School of Environmental Science and Engineering, Zhejiang Gongshang University, Hangzhou, 310018, China.
School of Environmental Science and Engineering, Zhejiang Gongshang University, Hangzhou, 310018, China.
Environ Pollut. 2024 May 1;348:123813. doi: 10.1016/j.envpol.2024.123813. Epub 2024 Mar 25.
The removal of trace amounts of antibiotics from water environments while simultaneously avoiding potential environmental hazards during the treatment is still a challenge. In this work, green, harmless, and novel asymmetric mesoporous TiO (A-mTiO) was combined with peroxodisulfate (PDS) as active components in a controlled-release material (CRM) system for the degradation of tetracycline (TC) in the dark. The formation of reactive oxygen species (ROS) and the degradation pathways of TC during catalytic PDS activation by A-mTiO powder catalysts and the CRMs were thoroughly studied. Due to its asymmetric mesoporous structure, there were abundant Ti/Ti couples and oxygen vacancies in A-mTiO, resulting in excellent activity in the activation of PDS for TC degradation, with a mineralization rate of 78.6%. In CRMs, ROS could first form during PDS activation by A-mTiO and subsequently dissolve from the CRMs to degrade TC in groundwater. Due to the excellent performance and good stability of A-mTiO, the resulting constructed CRMs could effectively degrade TC in simulated groundwater over a long period (more than 20 days). From electron paramagnetic resonance analysis and TC degradation experiments, it was interesting to find that the ROS formed during PDS activation by A-mTiO powder catalysts and CRMs were different, but the degradation pathways for TC were indeed similar in the two systems. In PDS activation by A-mTiO, besides the free hydroxyl radical (·OH), singlet oxygen (O) worked as a major ROS participating in TC degradation. For CRMs, the immobilization of A-mTiO inside CRMs made it difficult to capture superoxide radicals (·O), and continuously generate O. In addition, the formation of sulfate radicals (·SO), and ·OH during the release process of CRMs was consistent with PDS activation by the A-mTiO powder catalyst. The eco-friendly CRMs had a promising potential for practical application in the remediation of organic pollutants from groundwater.

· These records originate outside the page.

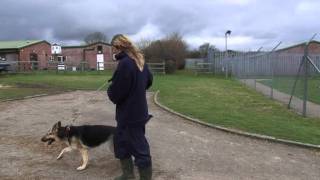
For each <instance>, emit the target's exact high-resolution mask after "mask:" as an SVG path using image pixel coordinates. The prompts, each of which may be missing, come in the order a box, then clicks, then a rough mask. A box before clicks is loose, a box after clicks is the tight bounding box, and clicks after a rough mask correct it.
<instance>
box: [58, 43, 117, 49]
mask: <svg viewBox="0 0 320 180" xmlns="http://www.w3.org/2000/svg"><path fill="white" fill-rule="evenodd" d="M96 44H104V45H107V46H111V44H109V43H106V42H95V43H92V44H85V45H79V46H62V48H86V47H89V46H93V45H96Z"/></svg>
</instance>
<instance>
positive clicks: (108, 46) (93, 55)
mask: <svg viewBox="0 0 320 180" xmlns="http://www.w3.org/2000/svg"><path fill="white" fill-rule="evenodd" d="M98 46H102V49H103V55H104V62H110V61H112V54H111V47H110V46H108V45H106V44H102V43H98V44H94V45H91V46H87V47H85V48H83V47H76V48H75V47H72V48H71V47H63V48H62V56H66V57H67V63H70V64H72V65H74V66H78V65H79V64H80V62H81V61H82V60H83V50H84V49H86V51H85V57H84V58H85V60H86V62H87V63H88V65H89V68H90V69H96V66H97V54H98Z"/></svg>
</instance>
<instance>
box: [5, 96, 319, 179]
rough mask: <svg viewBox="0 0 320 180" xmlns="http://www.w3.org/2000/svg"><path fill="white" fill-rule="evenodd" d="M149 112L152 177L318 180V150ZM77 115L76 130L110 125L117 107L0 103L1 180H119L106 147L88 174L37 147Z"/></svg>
mask: <svg viewBox="0 0 320 180" xmlns="http://www.w3.org/2000/svg"><path fill="white" fill-rule="evenodd" d="M149 96H151V95H150V94H149ZM91 98H93V99H91ZM90 99H91V100H90ZM89 100H90V101H89ZM149 106H150V112H151V113H152V114H153V115H154V116H155V118H153V119H152V120H151V121H150V123H149V124H148V126H147V136H148V139H149V141H150V145H151V153H152V155H153V163H154V179H187V180H191V179H192V180H193V179H195V180H212V179H218V180H224V179H228V180H229V179H232V180H233V179H237V180H238V179H254V180H257V179H266V180H270V179H290V180H294V179H301V180H302V179H303V180H305V179H308V180H313V179H314V180H318V179H320V152H316V151H311V150H307V149H302V148H298V147H291V146H287V145H282V144H277V143H269V142H265V141H260V140H253V139H250V138H246V137H241V136H236V135H232V134H228V133H225V132H220V131H217V130H214V129H210V128H207V127H203V126H201V125H198V124H194V123H191V122H188V121H185V120H183V119H181V118H179V117H176V116H174V115H171V114H168V113H167V112H165V111H163V110H161V109H159V108H158V107H156V106H155V105H154V104H153V103H152V100H151V97H149ZM79 113H80V116H79V118H78V119H77V120H76V121H75V123H74V124H76V125H79V124H111V125H114V124H115V122H114V120H113V119H114V106H113V105H112V104H111V103H110V102H109V101H106V97H105V94H103V93H99V94H97V93H95V92H83V91H77V92H71V93H65V94H60V95H54V96H47V97H39V98H34V99H28V100H21V101H11V102H5V103H0V179H1V180H2V179H112V177H114V176H115V175H117V174H119V173H120V170H119V163H118V161H117V160H116V159H114V157H113V154H112V153H111V152H109V151H108V150H107V146H101V147H98V148H96V149H93V150H91V151H90V152H89V166H88V169H86V170H85V171H82V172H78V171H77V170H76V167H78V166H79V165H80V163H81V162H80V156H79V153H77V152H70V153H68V154H66V155H65V156H64V158H63V159H61V160H56V159H55V158H56V156H57V155H58V154H59V152H60V150H61V148H62V147H63V145H62V144H59V143H55V144H54V145H53V146H51V147H47V146H46V145H44V144H43V143H41V141H40V138H41V136H42V135H43V134H45V133H46V132H47V130H48V129H49V128H50V127H51V126H52V124H54V123H55V122H57V121H58V120H61V121H62V122H63V124H66V123H67V124H69V123H71V119H72V118H73V117H75V116H77V114H79ZM226 113H227V112H226Z"/></svg>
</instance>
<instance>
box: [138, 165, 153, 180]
mask: <svg viewBox="0 0 320 180" xmlns="http://www.w3.org/2000/svg"><path fill="white" fill-rule="evenodd" d="M139 174H140V180H151V178H152V166H149V167H146V168H139Z"/></svg>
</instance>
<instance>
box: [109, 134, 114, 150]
mask: <svg viewBox="0 0 320 180" xmlns="http://www.w3.org/2000/svg"><path fill="white" fill-rule="evenodd" d="M108 143H109V151H110V152H112V153H114V143H113V134H111V135H110V136H109V139H108Z"/></svg>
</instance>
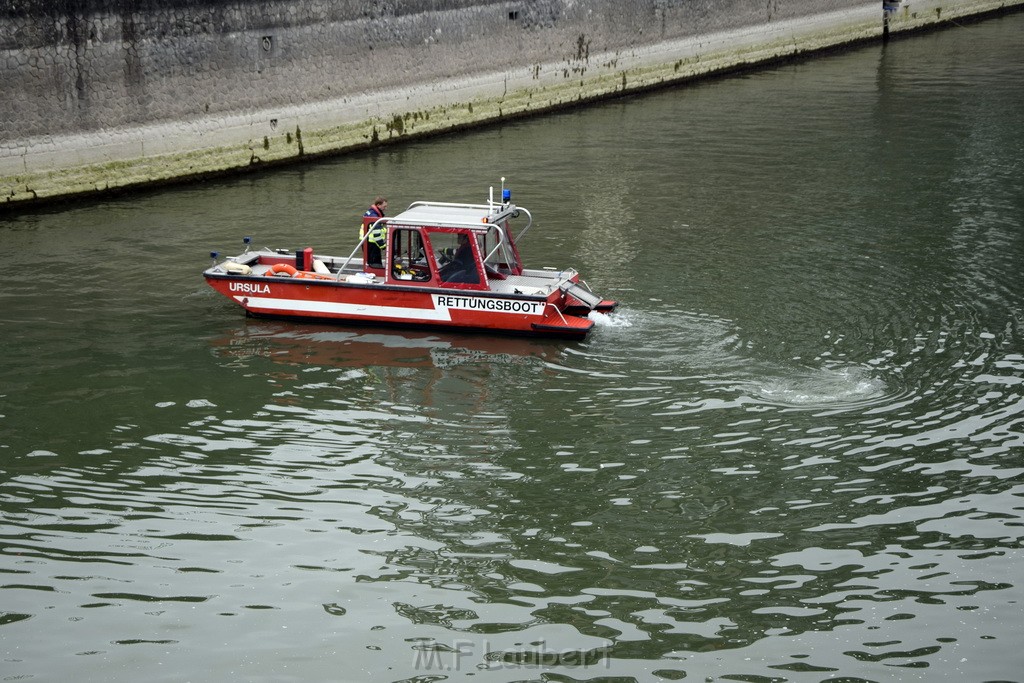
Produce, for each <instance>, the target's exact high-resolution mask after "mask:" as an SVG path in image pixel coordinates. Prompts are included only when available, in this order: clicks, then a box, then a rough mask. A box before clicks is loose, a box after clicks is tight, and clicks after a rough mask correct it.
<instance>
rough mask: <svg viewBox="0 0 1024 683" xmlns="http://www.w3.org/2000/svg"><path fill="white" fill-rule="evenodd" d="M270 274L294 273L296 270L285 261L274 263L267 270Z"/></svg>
mask: <svg viewBox="0 0 1024 683" xmlns="http://www.w3.org/2000/svg"><path fill="white" fill-rule="evenodd" d="M267 272H269V273H270V274H271V275H281V274H285V275H294V274H295V273H296V272H298V270H296V269H295V266H294V265H288V264H287V263H274V264H273V265H271V266H270V269H269V270H267Z"/></svg>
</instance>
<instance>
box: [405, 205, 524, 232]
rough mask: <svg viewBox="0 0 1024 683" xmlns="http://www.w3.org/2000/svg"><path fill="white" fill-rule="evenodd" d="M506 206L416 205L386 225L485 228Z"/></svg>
mask: <svg viewBox="0 0 1024 683" xmlns="http://www.w3.org/2000/svg"><path fill="white" fill-rule="evenodd" d="M507 209H508V206H501V205H496V206H495V207H494V208H492V207H488V206H487V205H485V204H481V205H469V204H428V203H425V202H423V203H419V202H418V203H416V204H414V205H413V206H411V207H409V208H408V209H406V210H404V211H402V212H401V213H399V214H398V215H396V216H394V217H393V218H390V219H388V223H390V224H391V225H394V224H396V223H404V224H410V225H440V226H451V227H478V228H485V227H486V226H487V224H488V223H489V222H490V221H492V220H493V219H494V218H495V217H496V216H498V215H499V214H500V213H504V212H505V211H506V210H507Z"/></svg>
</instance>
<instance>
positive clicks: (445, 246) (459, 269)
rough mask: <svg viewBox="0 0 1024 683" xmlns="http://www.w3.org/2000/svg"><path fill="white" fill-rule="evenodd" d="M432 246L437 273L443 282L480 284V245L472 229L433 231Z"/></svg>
mask: <svg viewBox="0 0 1024 683" xmlns="http://www.w3.org/2000/svg"><path fill="white" fill-rule="evenodd" d="M430 247H431V249H432V250H433V252H434V259H435V260H436V261H437V266H438V273H437V274H438V275H439V276H440V280H441V282H443V283H464V284H470V285H476V284H479V282H480V267H479V245H478V244H477V242H476V237H475V236H474V234H473V233H472V231H470V230H434V231H431V233H430Z"/></svg>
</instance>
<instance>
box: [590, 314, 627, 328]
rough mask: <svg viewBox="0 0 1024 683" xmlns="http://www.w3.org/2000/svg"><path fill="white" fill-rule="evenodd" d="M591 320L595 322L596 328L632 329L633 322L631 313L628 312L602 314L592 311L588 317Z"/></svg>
mask: <svg viewBox="0 0 1024 683" xmlns="http://www.w3.org/2000/svg"><path fill="white" fill-rule="evenodd" d="M587 317H589V318H590V319H592V321H594V327H595V328H632V327H633V321H632V319H631V317H630V315H629V313H626V312H617V311H616V312H613V313H601V312H598V311H596V310H594V311H591V312H590V314H589V315H587Z"/></svg>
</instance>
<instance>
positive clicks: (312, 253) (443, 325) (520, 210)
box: [203, 187, 615, 339]
mask: <svg viewBox="0 0 1024 683" xmlns="http://www.w3.org/2000/svg"><path fill="white" fill-rule="evenodd" d="M492 194H493V190H492ZM517 219H523V220H524V221H525V225H523V226H522V228H521V230H520V231H519V233H518V234H516V236H513V230H512V225H513V222H514V221H516V220H517ZM531 224H532V216H531V214H530V213H529V211H527V210H526V209H525V208H523V207H518V206H516V205H514V204H512V202H511V196H510V193H509V190H508V189H506V188H504V187H503V188H502V199H501V201H500V202H496V201H494V199H493V198H492V199H489V200H488V201H487V203H485V204H452V203H439V202H415V203H413V204H412V205H410V207H409V208H408V209H406V210H404V211H403V212H401V213H399V214H398V215H396V216H389V217H383V218H378V219H376V220H375V219H374V218H368V219H365V226H364V227H365V228H366V229H364V230H362V232H364V233H365V237H362V238H361V239H360V240H359V243H358V244H357V245H356V247H355V249H354V250H353V251H352V253H351V254H349V255H348V256H347V257H346V256H330V255H326V254H317V253H315V252H314V251H313V250H312V248H306V249H303V250H300V251H297V252H294V253H293V252H290V251H281V250H276V251H275V250H268V249H263V250H258V251H250V250H249V249H248V247H247V248H246V251H245V252H244V253H242V254H240V255H238V256H232V257H229V258H227V259H225V260H222V261H218V260H217V257H218V255H217V253H216V252H213V253H212V254H211V256H213V259H214V264H213V265H212V266H211V267H209V268H207V269H206V270H205V271H204V272H203V275H204V276H205V278H206V281H207V283H209V284H210V286H211V287H213V288H214V289H215V290H217V291H218V292H220V293H221V294H223V295H224V296H225V297H227V298H228V299H230V300H231V301H233V302H236V303H238V304H239V305H241V306H242V307H243V308H244V309H245V310H246V313H248V314H250V315H256V316H267V317H288V318H301V319H315V321H319V322H337V323H354V324H362V325H399V326H404V327H415V328H445V329H461V330H477V331H489V332H500V333H512V334H525V335H534V336H544V337H561V338H568V339H583V338H584V337H586V336H587V334H588V333H589V332H590V331H591V329H592V328H593V327H594V322H593V321H592V319H590V318H588V317H587V316H588V314H589V313H590V312H591V311H600V312H608V311H610V310H612V309H613V308H614V307H615V302H614V301H609V300H607V299H602V298H601V297H599V296H597V295H596V294H594V293H593V292H592V291H591V289H590V287H589V286H588V285H587V284H586V283H585V282H584V281H582V280H581V279H580V273H579V272H577V271H575V270H574V269H572V268H565V269H562V270H555V269H550V268H545V269H529V268H525V267H524V266H523V264H522V259H521V258H520V256H519V250H518V248H517V246H516V245H517V244H518V242H519V240H521V239H522V237H523V236H524V234H525V233H526V231H527V230H528V229H529V227H530V225H531ZM378 228H380V229H378ZM382 233H383V234H384V236H385V237H386V244H385V248H384V249H383V250H380V255H379V256H378V250H371V249H370V242H369V239H370V238H371V236H375V237H376V238H377V239H380V236H381V234H382ZM246 241H247V244H248V238H247V239H246Z"/></svg>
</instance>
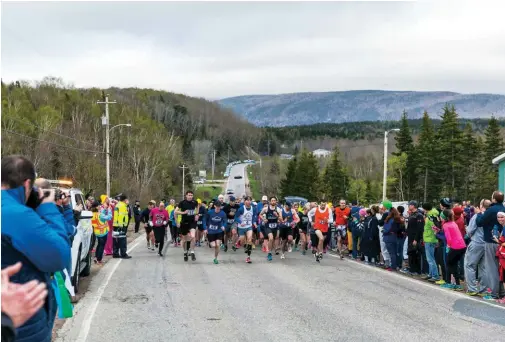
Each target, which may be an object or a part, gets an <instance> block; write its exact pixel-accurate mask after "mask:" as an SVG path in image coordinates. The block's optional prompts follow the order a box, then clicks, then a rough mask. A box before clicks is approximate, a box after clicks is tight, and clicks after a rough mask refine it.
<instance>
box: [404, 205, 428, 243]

从水环境中去除痕量抗生素的同时,在处理过程中避免潜在的环境危害仍然是一个挑战。在这项工作中,绿色、无害且新颖的不对称介孔 TiO(A-mTiO)与过一硫酸盐(PDS)结合作为活性成分,在控制释放材料(CRM)系统中用于暗态下四环素(TC)的降解。彻底研究了 A-mTiO 粉末催化剂和 CRM 中催化 PDS 活化时活性氧物种(ROS)的形成和 TC 的降解途径。由于其不对称介孔结构,A-mTiO 中存在丰富的 Ti/Ti 偶和氧空位,因此在 PDS 活化 TC 降解方面表现出优异的活性,矿化率为 78.6%。在 CRM 中,ROS 可以在 A-mTiO 活化 PDS 期间首先形成,然后从 CRM 中溶解以降解地下水的 TC。由于 A-mTiO 的优异性能和良好的稳定性,所构建的 CRM 可以有效地在模拟地下水中长时间(超过 20 天)降解 TC。通过电子顺磁共振分析和 TC 降解实验,有趣的是发现 A-mTiO 粉末催化剂和 CRM 中 PDS 活化过程中形成的 ROS 不同,但这两个体系中 TC 的降解途径确实相似。在 A-mTiO 活化 PDS 中,除了游离羟基自由基(·OH)外,单线态氧(O)作为主要的 ROS 参与 TC 降解。对于 CRM,A-mTiO 在 CRM 内部的固定化使其难以捕获超氧自由基(·O),并不断生成 O。此外,CRM 释放过程中硫酸盐自由基(·SO)和·OH 的形成与 A-mTiO 粉末催化剂活化 PDS 一致。环境友好型 CRM 具有在地下水有机污染物修复中实际应用的广阔前景。